Quand les cochons sortent - 36

Eve, Violette. Violette, Eve....

Gustave, que tu es bête, elles se connaissent déjà. C'est là tout le drame d'ailleurs.

Alors que dire, que faire ? Telle est la question...  Commence par arrêter de rire et à quitter les bras de Violette, ce serait déjà mieux pour Eve, en espérant que cela ne décevra pas Violette, non, parce que tu ne veux surtout pas la décevoir, hein Gustave. Comment ne pas faire souffrir l'une, l'autre, ou les 2 ?

Bon, prends ton courage à deux mains sans remettre à demain ce moment important. Prends ton courage Gustave, pour une fois et ne le lâche pas en cours de route.

Allez, j'y vais, je me lance... Les filles, il faut que je vous dise. Il y a sept mois environ j'ai un peu perdu l'esprit.

"Un peu", Gustave, tu es le roi des euphémismes, c'est vrai comment peux-tu dire "un peu". Sans doute puis-je le dire justement parce que je suis fou, cela me confère quelque liberté, notamment avec la vérité.

En tout cas, c'est le genre de phrases chocs qui captent un auditoire. Les deux jeunes femmes me regardent, leurs yeux grand ouvert, leurs lèvres inférieures effleurant à peine leurs lèvres supérieures.

Allez, je poursuis, les chevaux sont lancés. Oui, il y a sept mois, j'ai eu un accident, un accident de trottinette. J'ai traversé la rue un peu rapidement ou le camion a oublié la présence du feu rouge, ou des papillons rendaient la visibilité nulle, je ne sais plus, le traumatisme vous comprenez ? Bien sûr vous comprenez. Ce qui est sûr en revanche, c'est que cela m'a conduit à l'hôpital. Là-bas, j'ai eu une période de comas. Ce n'était pas la partie la moins agréable, je ne me souviens pas avoir souffert.
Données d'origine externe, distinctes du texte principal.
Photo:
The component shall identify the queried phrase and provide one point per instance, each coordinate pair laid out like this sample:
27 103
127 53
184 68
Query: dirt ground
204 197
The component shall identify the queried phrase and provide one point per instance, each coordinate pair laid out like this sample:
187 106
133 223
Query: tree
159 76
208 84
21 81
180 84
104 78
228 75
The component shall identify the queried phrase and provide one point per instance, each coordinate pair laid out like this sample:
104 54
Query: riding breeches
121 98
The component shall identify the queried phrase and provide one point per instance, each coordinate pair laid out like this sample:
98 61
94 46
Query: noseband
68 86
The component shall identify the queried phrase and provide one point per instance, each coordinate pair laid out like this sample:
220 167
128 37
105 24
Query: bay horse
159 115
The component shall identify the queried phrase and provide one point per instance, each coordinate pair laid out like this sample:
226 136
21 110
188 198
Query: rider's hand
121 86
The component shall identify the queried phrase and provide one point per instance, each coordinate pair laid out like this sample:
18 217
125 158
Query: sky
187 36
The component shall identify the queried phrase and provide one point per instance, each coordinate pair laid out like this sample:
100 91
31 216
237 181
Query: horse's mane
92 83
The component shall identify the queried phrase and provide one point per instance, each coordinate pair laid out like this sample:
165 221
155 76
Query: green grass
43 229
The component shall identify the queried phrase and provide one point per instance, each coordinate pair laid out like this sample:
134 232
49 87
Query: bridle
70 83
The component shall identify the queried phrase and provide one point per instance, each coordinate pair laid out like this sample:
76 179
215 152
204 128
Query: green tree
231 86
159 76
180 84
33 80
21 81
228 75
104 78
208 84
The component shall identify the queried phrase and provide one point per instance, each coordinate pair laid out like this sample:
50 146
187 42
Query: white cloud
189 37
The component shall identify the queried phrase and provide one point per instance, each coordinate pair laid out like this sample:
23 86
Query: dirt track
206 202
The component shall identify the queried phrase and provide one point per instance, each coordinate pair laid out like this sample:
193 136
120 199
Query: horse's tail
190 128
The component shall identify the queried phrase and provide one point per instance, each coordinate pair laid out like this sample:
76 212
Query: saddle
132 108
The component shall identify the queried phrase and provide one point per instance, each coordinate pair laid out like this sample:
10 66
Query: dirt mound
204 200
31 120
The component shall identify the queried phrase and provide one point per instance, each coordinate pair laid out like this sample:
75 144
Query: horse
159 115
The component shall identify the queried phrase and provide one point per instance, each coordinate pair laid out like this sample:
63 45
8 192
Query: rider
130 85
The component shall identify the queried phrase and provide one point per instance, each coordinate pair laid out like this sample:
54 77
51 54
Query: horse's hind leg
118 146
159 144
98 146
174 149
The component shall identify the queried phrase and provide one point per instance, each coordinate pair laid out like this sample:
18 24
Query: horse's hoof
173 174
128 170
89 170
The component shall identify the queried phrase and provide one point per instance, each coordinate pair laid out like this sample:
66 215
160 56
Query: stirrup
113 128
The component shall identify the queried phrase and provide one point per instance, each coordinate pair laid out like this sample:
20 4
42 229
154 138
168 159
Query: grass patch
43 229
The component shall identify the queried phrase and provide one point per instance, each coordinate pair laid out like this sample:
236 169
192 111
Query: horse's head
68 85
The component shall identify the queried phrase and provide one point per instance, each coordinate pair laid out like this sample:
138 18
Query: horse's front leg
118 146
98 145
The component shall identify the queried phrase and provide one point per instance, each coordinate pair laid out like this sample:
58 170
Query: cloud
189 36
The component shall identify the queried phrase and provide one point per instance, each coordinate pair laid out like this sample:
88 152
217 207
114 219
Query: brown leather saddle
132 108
Le temps que j'y suis resté, je ne sais pas, je ne sais plus, ne veux plus savoir.

A mon réveil, je me souviens de cette machine au bruit infernal. Je me souviens que c'est la douleur qui m'a réveillé, la douleur ou le boucan de cette machine de l'enfer. Je ne sais plus si j'ai crié ou hurlé. En tout cas, une infirmière accourue, me demanda de me calmer. Mais déjà, la folie entrait insidieusement dans mon être. Me calmer je ne pu, qu'à grands renforts de morphine.
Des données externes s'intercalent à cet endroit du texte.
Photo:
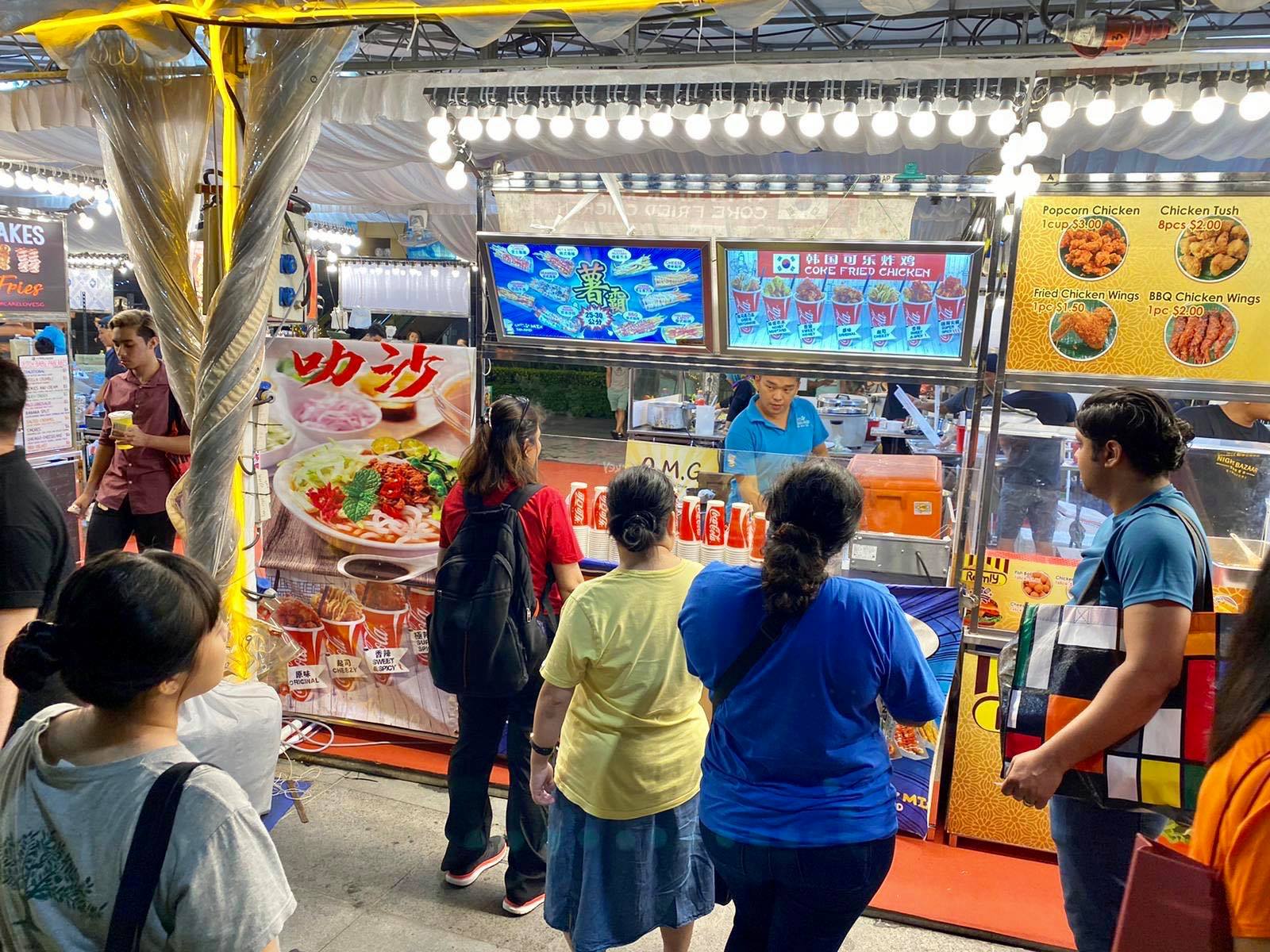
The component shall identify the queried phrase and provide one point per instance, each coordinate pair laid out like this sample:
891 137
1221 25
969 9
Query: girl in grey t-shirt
135 636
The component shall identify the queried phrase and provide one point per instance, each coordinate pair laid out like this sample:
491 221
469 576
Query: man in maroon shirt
131 486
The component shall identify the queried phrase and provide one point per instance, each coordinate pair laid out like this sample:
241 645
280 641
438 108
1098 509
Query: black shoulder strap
140 880
766 636
1203 597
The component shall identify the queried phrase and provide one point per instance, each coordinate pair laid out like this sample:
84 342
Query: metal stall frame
1134 186
967 372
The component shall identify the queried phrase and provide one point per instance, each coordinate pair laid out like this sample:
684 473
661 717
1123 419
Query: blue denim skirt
613 881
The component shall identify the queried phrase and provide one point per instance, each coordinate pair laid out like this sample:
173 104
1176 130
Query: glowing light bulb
1157 108
1210 106
1057 111
737 124
963 121
1255 105
812 122
848 122
922 122
886 121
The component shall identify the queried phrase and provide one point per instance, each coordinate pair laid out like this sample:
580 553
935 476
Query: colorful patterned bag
1064 657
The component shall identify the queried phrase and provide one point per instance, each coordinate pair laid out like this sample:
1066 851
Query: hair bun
35 657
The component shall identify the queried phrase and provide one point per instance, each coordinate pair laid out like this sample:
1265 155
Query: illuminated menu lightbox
906 300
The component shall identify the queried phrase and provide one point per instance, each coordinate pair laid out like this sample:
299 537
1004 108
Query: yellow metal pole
226 56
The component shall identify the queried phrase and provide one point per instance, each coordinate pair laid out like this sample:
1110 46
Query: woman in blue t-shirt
798 810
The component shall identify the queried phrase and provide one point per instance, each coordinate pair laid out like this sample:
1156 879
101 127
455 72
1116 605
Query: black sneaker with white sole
495 854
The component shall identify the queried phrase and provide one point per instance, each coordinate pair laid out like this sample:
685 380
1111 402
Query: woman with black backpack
798 810
499 532
133 636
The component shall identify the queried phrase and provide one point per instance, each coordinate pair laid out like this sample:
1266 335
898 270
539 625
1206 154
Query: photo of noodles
1092 248
1202 336
1083 329
366 495
1213 249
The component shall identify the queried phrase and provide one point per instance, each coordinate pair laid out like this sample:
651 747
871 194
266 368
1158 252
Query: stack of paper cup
759 539
598 535
741 526
579 514
689 539
714 543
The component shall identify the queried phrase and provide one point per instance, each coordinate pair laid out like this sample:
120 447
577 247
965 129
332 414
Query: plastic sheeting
152 130
285 83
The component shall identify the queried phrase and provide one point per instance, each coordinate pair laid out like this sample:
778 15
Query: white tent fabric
371 154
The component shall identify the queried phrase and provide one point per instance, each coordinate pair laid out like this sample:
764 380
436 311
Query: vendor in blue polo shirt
775 432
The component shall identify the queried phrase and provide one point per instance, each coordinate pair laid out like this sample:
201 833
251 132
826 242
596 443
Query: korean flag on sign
785 264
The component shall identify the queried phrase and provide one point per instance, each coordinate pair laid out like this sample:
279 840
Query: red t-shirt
548 531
Je ne sais pas si ce que l'on m'expliqua alors était un délire ou la stricte vérité. Parfois j'aimerai l'un, parfois je souhaiterai l'autre.

" - Cette machine, monsieur, sers à prendre la place de vos reins. Le premier de ces derniers a été emporté par un vautour qui survolait le lieu de l'accident. Avide de chair fraîche, il n'a pas perdu son temps pour vous entailler le ventre et ce nourir ainsi de l'un de vos organes. Heureusement qu'une vieille dame l'a repoussé avec son sac à main, sinon il y a fort à parier que le volatile ne se serait pas arrêté à cet organe. [...]"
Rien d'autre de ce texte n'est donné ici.